再者,因果律到底是存在事实本身的因果律,若非心物一元论之见地,如何确立我们之观念与存在本身的同一性呢?如何确立我们所确立的观念间的关系是否就真正反映着存在者之间的关系呢?

综上,因的确立,其根本见地必为心物一元论,而绝非二元对立的思维模式。

[13]在稍后又讲:“我们一生中必须总有那么一次细心探讨人类理性能够达到怎样的认识。”[14]在笛卡尔看来,研究的目的,绝不是个人对所知对象之兴趣,而是要正确地运用我们的理性能力,形成真正之知识[15],这个知识在量论因明学的体系之中既是量果。而在量论因明学的体系中,“真知之完成即解脱,获得真知之自身即宗教实践。”[16]真知的生起最终必是要归于解脱的。因为,一切之学问,必然地要关乎人生,否则必为历史所淘汰,而人生最切要者,莫过于解决生存之意义;而要解决解决生存之意义,关键在于是要在人心中正确地安立幸福论,其核心是要为人生的幸福论寻找亲因,并为从源头上达至幸福提供方便。(这当中的关键问题还是与因果律的证成有关,若无因果律的证成这一切显然是不可想象的,所以康德虽然不能证成因果,但是为了解决人的问题,康德仍然要“假定有一位上帝的存在”[17]可是假定之上帝毕竟是不可能安顿真实之身心的。)而影响人生幸福与其实现的一个重大问题,则是生死的问题,生死是所以人都不可以回避的,在生死这个人人都不可回避的问题面前若还有放不下,人生的幸福便只会是梦幻泡影,生存之意义问题绝不可能得以解决,(是故,生死问题乃为一切宗教与大多哲学流派关注之一大焦点。)然而要放下生死,即必须明了生死之因;明了生死之因,当然不可能在经验之后完成,所以只有心物一元论之哲学方才可以以其生起之正确知识为人之解脱找到逻辑之依据。
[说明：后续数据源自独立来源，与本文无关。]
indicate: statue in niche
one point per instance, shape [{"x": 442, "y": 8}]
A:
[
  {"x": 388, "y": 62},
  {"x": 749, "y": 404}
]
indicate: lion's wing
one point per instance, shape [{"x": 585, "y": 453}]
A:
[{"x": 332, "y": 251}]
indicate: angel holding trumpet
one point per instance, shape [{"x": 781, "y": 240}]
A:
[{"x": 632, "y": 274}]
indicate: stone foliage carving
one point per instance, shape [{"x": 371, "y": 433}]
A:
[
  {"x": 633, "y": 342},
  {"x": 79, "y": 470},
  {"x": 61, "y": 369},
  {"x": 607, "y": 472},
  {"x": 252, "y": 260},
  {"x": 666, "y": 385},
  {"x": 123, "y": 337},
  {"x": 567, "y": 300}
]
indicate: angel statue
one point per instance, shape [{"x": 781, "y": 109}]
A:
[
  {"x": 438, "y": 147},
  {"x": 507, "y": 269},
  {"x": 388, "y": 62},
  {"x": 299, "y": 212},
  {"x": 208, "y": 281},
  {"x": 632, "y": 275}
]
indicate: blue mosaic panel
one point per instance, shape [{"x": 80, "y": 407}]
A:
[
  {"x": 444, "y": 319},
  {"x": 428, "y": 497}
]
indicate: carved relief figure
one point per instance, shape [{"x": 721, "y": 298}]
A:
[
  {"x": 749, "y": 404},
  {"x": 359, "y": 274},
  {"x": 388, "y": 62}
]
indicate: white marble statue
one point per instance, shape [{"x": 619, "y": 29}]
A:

我们再反观西洋哲学之主流,在主客二分的二元对立模式之下,由于人被置于与客体对象相对立的境地。本来在东方解脱论的体系下,因果律不仅是我们寻求解脱的助缘与依据,而且因果律的证成本身就是获得解脱的标志。但在西洋的主流思想中,因果律(姑且如此叫他,由于这个“因果律”没有充分之理论基础成立,故究其实,并非因果律)在实质上已嬗变成了妄识心缘经验而对未来之一种虚妄分别,不过是妄念与欲望攀援于境而构造之幻想,它不但不真,而且不善、不美,它不仅不能将我们导向解脱,而且往往将我们导向堕落,从奥斯维辛集中营到731的细菌部队,人类经受的许多苦难能说与这种虚妄分别生起的因果律毫无关系吗?在满足不正当欲望的冲动之下,人们以自我(之贪欲)为尺度,对“客体”进行了一次次疯狂的征服,但是“我们不要过分陶醉于我们对自然界的胜利。对于每一次这样的胜利,自然界都报复了我们。”[18]我们以为我们征服了世界,实质上,所谓主体的人却被异化了、奴役了。虚妄分别之虚假因果滋生了恶!只有真正之因果才能生起善!

一定要破掉虚妄的因果!一定要安立真实之因果!

民国年间王小徐先生曾说:“以西洋之逻辑,仅能应用于科学,而哲学上非采用印度之因明不可!”[19]参之以上所论,信非虚也。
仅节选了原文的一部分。